Each style has several variations or adaptations of its own. For example, a brick building can be two-story or three-story, but it always consists of multiple units built around a central core. The size of each unit varies depending on the style; however, they all contain the same number of bricks.
Building types include:
Method 1 of 7: Construction Type Assessment Overview
Here is a quick rundown of the seven distinct types of industrial buildings:
In general, there are three sorts of structures in building. The decision is determined by the extent, kind, and economy of building, as well as the type of terrain. They are: temporary, semi-permanent, and permanent.
Temporary structures are usually made of light materials that can be easily transported and assembled by unskilled labor at any desired location. These include tents, tarpits, awnings, and shacks. Semi-permanent structures are generally more stable than temporary ones and use similar materials for construction. They include huts, shanties, and cottages. Permanent structures are built with solid materials that do not require constant maintenance and have fixed roofs which provide protection from the elements. They include houses, apartments, warehouses, and factories.

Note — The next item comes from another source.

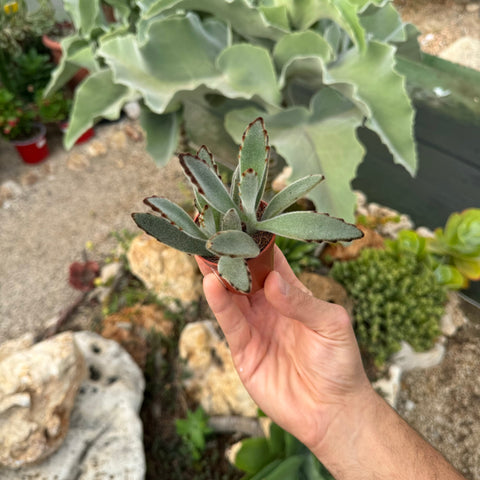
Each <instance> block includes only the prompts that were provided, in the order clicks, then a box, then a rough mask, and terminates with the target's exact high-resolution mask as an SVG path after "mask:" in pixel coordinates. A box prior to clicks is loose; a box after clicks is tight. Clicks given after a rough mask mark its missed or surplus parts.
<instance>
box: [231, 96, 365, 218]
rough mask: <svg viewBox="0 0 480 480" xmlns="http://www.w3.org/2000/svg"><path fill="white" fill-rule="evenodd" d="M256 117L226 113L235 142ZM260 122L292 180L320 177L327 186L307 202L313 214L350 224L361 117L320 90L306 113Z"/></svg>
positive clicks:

The choice of structural type depends on the usage requirements for the building. For example, a cottage would not need to be as strong or as durable as a house but should still provide comfortable living conditions.
Structural engineering involves the design and construction of buildings and other physical infrastructure systems such as bridges, roads, and dams. It also includes the analysis of existing structures for improvement or rehabilitation projects.
This field has been dominated by engineers who specialize in one of two areas: codes and standards or project management.